When he tells her he gave her insulin, whether he genuinely didn’t know or did the poisoning himself, the result is the same. If he was too gullible to know or too cowardly to stop it, Scorsese purposefully leaves both options open to illustrate the point… it doesn’t matter. Whether there was outward prejudice or an inward silence, the native people still suffer from the action or inaction. Ernest is complicit and despite the potential for debate over Kantian ethics amongst audience goers after the film, Scorsese gives complicity and prejudiced action similar weight.
Number Two [William]: This one has a few less layers, but still depicts the figure looking to extort for personal progress, as David Ehrlich makes clear in his IndieWire review, “Hale kills the Osage with the indifference of a tiger mauling its prey.” Hale is a hunter, a predator, a hustler, looking to do whatever he can to protect and promote himself. Straight out of something from a gangster film.
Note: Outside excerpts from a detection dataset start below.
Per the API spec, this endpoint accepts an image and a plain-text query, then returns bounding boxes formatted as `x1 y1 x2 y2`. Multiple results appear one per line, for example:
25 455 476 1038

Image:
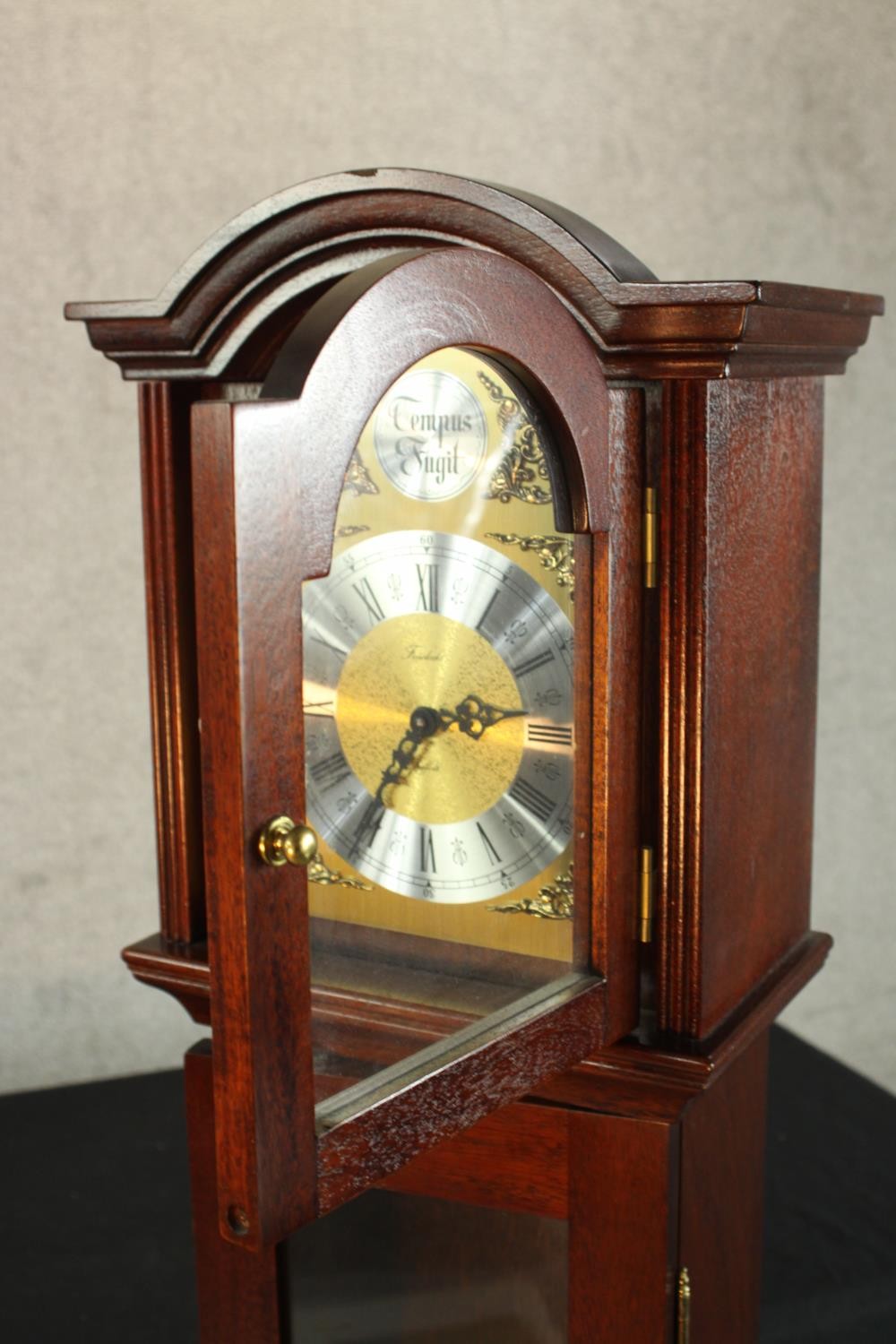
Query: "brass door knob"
258 817 317 868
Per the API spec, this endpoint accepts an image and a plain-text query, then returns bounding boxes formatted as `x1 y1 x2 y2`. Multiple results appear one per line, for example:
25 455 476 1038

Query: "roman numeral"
302 701 336 715
352 580 385 625
476 822 501 863
312 634 348 663
348 798 385 859
508 779 554 822
417 564 439 612
307 752 352 789
420 827 435 873
525 723 573 747
511 650 554 676
476 589 501 634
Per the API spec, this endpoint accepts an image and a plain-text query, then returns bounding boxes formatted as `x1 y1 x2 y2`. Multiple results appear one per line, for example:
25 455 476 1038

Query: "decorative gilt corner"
345 449 380 495
485 532 575 601
487 865 573 919
477 370 554 504
307 855 374 892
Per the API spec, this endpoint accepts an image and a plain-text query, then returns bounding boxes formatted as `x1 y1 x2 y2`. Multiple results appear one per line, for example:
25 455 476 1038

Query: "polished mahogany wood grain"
194 403 314 1246
382 1102 570 1218
184 1042 290 1344
570 1112 678 1344
259 247 610 556
678 1031 769 1344
124 935 831 1118
659 379 821 1038
140 383 205 943
317 980 603 1214
187 249 623 1241
67 169 883 379
694 378 823 1037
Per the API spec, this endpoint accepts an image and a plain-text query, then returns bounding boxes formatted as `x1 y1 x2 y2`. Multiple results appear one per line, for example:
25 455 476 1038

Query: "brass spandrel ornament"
477 370 554 504
307 855 374 892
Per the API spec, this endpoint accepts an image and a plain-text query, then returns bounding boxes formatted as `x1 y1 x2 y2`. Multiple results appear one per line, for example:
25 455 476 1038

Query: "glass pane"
289 1191 568 1344
302 349 575 1086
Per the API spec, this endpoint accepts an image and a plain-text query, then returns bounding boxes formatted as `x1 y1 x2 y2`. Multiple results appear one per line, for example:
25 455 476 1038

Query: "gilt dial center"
336 612 525 825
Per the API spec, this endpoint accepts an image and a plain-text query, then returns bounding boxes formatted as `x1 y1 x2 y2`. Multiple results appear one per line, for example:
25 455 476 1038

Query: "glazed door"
194 249 617 1246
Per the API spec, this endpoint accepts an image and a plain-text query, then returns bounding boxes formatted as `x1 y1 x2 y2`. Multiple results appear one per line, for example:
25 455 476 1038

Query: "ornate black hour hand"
374 704 454 806
454 695 530 738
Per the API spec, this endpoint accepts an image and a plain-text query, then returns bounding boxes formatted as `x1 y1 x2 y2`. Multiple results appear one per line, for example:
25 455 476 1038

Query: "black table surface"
0 1029 896 1344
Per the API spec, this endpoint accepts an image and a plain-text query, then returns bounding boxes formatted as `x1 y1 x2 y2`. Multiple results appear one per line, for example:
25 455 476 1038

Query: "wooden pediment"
65 168 883 382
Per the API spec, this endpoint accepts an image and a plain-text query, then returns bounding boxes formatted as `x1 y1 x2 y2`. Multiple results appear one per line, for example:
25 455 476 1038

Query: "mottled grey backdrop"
0 0 896 1090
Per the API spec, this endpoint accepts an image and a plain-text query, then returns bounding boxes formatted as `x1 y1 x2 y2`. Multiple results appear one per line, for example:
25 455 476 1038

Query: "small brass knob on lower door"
258 817 317 868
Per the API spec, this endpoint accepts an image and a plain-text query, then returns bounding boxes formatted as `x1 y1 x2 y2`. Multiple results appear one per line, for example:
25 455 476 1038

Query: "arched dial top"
302 347 578 960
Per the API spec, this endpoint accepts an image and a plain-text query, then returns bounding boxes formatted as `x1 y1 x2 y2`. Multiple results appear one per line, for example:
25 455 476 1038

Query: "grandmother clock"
67 169 883 1344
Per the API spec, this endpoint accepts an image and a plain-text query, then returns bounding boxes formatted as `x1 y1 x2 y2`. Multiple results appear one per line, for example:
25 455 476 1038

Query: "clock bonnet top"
67 168 883 1344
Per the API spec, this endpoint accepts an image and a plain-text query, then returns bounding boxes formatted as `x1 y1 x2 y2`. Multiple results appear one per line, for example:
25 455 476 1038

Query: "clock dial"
304 531 573 903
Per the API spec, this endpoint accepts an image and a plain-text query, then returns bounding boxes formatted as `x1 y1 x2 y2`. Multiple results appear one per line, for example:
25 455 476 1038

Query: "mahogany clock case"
67 169 883 1341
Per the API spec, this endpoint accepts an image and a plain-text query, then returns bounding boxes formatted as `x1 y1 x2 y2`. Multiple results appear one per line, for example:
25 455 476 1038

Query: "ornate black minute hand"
374 704 454 806
451 695 530 738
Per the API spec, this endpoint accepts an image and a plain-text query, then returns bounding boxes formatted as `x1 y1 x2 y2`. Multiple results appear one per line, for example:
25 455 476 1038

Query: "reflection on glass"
289 1191 568 1344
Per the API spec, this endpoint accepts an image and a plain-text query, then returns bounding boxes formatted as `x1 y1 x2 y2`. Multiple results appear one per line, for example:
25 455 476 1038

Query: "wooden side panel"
659 379 823 1038
601 387 645 1042
184 1042 289 1344
194 403 314 1246
570 1112 676 1344
696 379 823 1035
656 382 707 1034
317 976 605 1214
680 1032 769 1344
140 383 205 943
383 1102 570 1218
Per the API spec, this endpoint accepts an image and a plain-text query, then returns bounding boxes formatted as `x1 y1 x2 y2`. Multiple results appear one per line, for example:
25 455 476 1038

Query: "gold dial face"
302 341 575 959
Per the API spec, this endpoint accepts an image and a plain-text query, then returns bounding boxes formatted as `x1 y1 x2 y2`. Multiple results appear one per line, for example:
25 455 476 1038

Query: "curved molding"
65 168 883 381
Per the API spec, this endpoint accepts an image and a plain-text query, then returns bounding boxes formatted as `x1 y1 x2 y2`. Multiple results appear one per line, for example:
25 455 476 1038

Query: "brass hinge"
643 486 657 588
638 844 653 943
676 1269 691 1344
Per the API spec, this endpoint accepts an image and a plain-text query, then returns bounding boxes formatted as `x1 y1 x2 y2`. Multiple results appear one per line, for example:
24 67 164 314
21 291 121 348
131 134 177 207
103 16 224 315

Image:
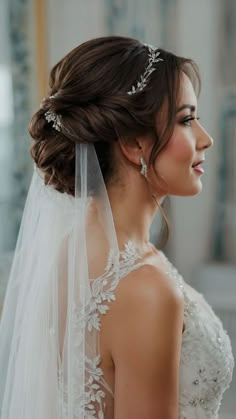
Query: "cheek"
161 133 194 164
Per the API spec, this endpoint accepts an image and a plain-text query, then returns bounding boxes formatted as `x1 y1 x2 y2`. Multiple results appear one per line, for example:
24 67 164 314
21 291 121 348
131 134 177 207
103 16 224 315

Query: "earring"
139 157 147 177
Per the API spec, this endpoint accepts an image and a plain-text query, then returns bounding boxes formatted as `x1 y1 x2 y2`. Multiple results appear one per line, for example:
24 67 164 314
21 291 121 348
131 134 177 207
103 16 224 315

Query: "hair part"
29 36 200 248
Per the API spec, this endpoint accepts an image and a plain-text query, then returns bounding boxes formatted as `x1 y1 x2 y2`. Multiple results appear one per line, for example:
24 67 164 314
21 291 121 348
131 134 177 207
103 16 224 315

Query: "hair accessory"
45 110 62 131
140 157 147 177
127 44 163 95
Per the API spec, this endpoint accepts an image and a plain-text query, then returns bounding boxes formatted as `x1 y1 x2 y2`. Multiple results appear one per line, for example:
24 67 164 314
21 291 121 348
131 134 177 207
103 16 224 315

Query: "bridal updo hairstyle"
29 36 200 246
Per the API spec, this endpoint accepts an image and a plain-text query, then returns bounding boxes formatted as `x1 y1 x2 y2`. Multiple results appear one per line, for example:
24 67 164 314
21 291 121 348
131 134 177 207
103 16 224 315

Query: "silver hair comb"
44 110 62 131
127 44 164 95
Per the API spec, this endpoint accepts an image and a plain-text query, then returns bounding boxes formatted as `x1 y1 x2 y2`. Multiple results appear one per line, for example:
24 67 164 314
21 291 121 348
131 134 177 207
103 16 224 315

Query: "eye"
180 115 200 127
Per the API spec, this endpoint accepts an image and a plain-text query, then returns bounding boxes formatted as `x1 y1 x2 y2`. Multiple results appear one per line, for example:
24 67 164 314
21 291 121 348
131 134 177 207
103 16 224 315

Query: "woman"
0 36 234 419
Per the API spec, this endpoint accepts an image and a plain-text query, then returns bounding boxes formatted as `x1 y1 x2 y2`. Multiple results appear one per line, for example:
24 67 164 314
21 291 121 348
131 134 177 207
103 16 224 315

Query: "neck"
107 173 165 253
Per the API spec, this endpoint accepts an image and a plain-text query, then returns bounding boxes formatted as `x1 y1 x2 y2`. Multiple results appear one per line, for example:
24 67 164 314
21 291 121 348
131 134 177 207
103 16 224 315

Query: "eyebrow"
176 103 196 113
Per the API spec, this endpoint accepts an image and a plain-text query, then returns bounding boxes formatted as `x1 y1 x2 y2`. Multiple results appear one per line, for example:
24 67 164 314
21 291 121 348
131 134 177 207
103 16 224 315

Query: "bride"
0 36 234 419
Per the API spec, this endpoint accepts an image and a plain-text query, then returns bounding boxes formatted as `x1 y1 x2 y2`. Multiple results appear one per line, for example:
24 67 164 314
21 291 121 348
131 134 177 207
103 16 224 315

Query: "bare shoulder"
104 264 184 352
106 265 184 419
111 264 183 311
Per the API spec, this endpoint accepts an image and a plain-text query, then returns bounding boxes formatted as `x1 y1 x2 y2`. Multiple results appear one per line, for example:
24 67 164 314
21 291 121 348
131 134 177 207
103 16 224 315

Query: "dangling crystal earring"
139 157 147 177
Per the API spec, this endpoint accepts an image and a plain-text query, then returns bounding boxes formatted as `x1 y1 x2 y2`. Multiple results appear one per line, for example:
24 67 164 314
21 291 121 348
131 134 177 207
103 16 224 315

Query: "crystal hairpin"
127 44 163 95
44 110 62 131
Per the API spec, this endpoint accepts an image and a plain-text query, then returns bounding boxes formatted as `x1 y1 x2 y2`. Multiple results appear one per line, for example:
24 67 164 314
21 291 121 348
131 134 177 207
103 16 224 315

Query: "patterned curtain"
0 0 34 312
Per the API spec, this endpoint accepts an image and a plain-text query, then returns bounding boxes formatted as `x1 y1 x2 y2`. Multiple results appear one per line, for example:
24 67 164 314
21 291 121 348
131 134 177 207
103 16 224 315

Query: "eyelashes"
180 116 200 127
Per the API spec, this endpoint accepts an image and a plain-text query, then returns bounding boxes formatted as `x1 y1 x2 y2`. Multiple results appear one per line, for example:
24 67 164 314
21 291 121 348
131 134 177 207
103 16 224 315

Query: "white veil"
0 144 120 419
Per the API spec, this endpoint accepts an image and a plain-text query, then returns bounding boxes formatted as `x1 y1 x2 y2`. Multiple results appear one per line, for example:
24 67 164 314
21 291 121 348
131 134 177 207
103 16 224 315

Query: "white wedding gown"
66 242 234 419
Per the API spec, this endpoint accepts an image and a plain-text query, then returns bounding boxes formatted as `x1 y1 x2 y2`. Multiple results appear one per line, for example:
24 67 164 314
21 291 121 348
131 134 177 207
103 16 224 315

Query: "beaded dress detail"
61 241 234 419
162 253 234 419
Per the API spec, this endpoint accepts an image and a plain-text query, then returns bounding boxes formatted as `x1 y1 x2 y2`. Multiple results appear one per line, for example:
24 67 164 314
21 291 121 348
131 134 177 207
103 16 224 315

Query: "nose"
197 124 214 149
I think the final impressive feat of “Killers” is its ability to avoid the banality of depicting racism in a period piece. Audiences for years have been hit on the head by the one-dimensional theme of: In the past… the whites were super racist… let’s make sure we are ALL on the same page… that it was really bad. Richard Brody credits the silence in the film for its eventual capability to expand its thematic scope and complexity beyond what is oftentime seen. He writes, “Nonetheless, the movie pivots on one of the great wordless gestures in recent movies—indeed, silence both runs through the action like a poison and serves as its own antidote. There’s a way of looking at this movie, a colossal tale of the sociopathy of American history, that’s a matter of listening to what’s said and what isn’t.”
The silence in the film, channeled through an unreflective Ernest, represents the routine complicity this country has shown toward injustice against Indigenous people. Regardless of the knowing of exact details, everyone in Oklahoma that wasn’t Osage knew what William was up to. The film is attempting to break the belief that there is an esotericism to explicit injustice or detached responsibility for those who do not engage in explicit injustice. But how do we make this personal? What is the first step for the audience? What can I do to be better? Scorsese closes his eyes. “The most personal is the most creative.” He turns to Catholicism, something most personal for him.
I promise, I’m not pulling a rabbit out of a hat here. With Scorsese, everything can be (and is) biblical. He’s admitted openly many times that before his eventual career in filmmaking, Scorsese was interested in a life of ministry, and the argument can be made that he frames the three central characters straight out of scripture. There is Mollie, the Jesus figure, who suffers and eventually dies from the sins committed on the Osage and her family. Ernest, the Judas figure, who directly contributes to Mollie’s agony despite his ability to stop it. William, the Devil.
That scene I mentioned earlier, where Ernest tells Mollie he gave her insulin and she leaves the room, plays out as a confession scene, a chance for Ernest to repent for his sins to the woman who suffered on his behalf. William is a consistent foil to Ernest, and when compared to the absolute monster William shows himself to be, I felt a tiny amount of compassion for Ernest, even though he fully walked himself into this situation. Really, his intentions were never as vile as William’s. Despite his complicity, Mollie gives Ernest the chance to redeem himself, and we watch him slam the door on himself. With William and Ernest as two central characters, Scorsese KNOWS audiences subconsciously compare. He turns to Ernest’s lack of religious virtue to make it clear how we must think of him leaving the theater.
But the Catholic tropes don’t end alongside the story. In “Killers”, we get an extended epilogue that emulates a true crime radio show from the 50s. After the 3+ hours of trauma just witnessed, the story is packaged, wrapped, and delivered to audiences decades later. And what’s the difference between this radio show and 200 million dollar movie directed by Martin Scorsese starring the world famous Leonardo DiCaprio? The answer? Not Much.
The ending is part repentance by Scorsese himself, apologizing to us that this story comes to audiences via red carpets, champagne flutes, and tuxedos rather than in a history class at school. His get-out-of-jail-free card is the sheer admission that this story cannot be the most personal to someone who looks like him, but that he is giving it his best shot. I think he sees portions of Ernest in his past self, and there is a shame there, a sin there. Moments where he was silent or naive in ways he didn’t have to be. It’s a first example of personal contemplation begs the audience to the same, and is likely why Scorsese wanted to make the film in the first place.
And beyond this film, taking sagas from real events filled with crime (whether it be “Killers” or his gangster films) is inherently Scorsese. His movies are known for their violence and cold-hearted characters. It is almost as if he is using the finale of “Killers” as a platform to ask forgiveness for the sin of doing this his entire career. Taking all the death and real pain people experienced and packaging up as viewable fine-dining for cinephiles. He knows he doesn’t have many more chances to make new features, and doesn’t have many more chances to share his psyche. Here, he gets the final word, a confession with tears in his eyes. It’s also here, where after 3 plus hours of taking in his work, it’s our obligation to reflect and confess. A story of America, made by an American legend.